The penultimate film from legendary German director F.W Murnau was also his last film made during his troubled stint with Fox in Hollywood. Despite being made in 1930 this was a silent film as Murnau had no interest in talkies which were now in their second year of existence. Fox demanded this be re-shot with sound and Murnau walked leaving the assistant director to finish the film. Only this silent version exists today – unusual as one would expect the sound version to remain.

Murnau also wanted to the film to be called Our Daily Bread but Fox once again put their foot down. Despite all of these distracting elements Murnau still manages to deliver a wonderful film and frankly, the lack of sound does nothing to lessen its enjoyment, in fact, I can’t imagine it WITH sound.

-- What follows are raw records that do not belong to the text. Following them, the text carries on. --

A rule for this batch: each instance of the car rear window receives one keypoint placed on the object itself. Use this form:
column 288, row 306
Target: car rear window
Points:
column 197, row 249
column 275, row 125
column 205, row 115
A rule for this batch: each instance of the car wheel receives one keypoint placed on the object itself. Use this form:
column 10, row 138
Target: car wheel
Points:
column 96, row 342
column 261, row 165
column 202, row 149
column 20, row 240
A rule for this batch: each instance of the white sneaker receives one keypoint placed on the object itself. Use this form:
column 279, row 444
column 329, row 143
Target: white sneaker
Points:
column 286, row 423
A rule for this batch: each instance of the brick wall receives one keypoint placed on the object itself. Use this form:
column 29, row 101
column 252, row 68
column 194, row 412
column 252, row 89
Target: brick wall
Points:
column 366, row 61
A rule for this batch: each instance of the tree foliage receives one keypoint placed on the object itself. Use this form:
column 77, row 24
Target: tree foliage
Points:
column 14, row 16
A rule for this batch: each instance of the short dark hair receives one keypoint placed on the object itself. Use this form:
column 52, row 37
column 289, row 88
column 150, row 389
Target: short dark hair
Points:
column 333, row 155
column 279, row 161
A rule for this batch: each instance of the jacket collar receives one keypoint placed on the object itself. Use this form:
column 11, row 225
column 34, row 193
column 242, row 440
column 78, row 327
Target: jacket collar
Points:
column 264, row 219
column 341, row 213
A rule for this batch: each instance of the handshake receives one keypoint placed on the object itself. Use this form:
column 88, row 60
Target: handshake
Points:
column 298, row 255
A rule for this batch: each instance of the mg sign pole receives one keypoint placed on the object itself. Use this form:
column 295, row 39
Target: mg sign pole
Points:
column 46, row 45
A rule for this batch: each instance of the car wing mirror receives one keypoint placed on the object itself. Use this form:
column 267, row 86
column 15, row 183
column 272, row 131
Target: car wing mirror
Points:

Even though the story, based on a play called The Mud Turtle by Elliot Lester,  it is pure Hollywood in its simplicity and happy ending, there are still elements of Murnau’s greatness present on the production front, from his peerless use of light and shadows to the well crafted characters.

The early stages of the film are playful and romantic without going over the top. For modern sensibilities, the idea of two strangers falling in love and marrying as quickly as Lem and Kate do is unrealistic but that was how it was back then and with the draconian Hays Office looming over Hollywood with their censorship hammer ready to strike, this was also all one could get away with.

Some might find the brash rudeness of the bullying Mr. Tustine and the way Lem capitulates to him a little hard to swallow but again, these were simple times. The lecherous and frankly appallingly sexist and presumptuous attitudes of the reapers are not to difficult to envisage since little has changed but again, Lem’s weakness when head reaper Mac (Richard Alexander) tries it on with Kate will infuriate the modern viewer. Interesting side note, one of the reapers looks just like George W. Bush (and is just as thick)!!

However well the storytelling will fare by today’s standards, this is still another classic slice of silent cinema which deserves to be savoured as such.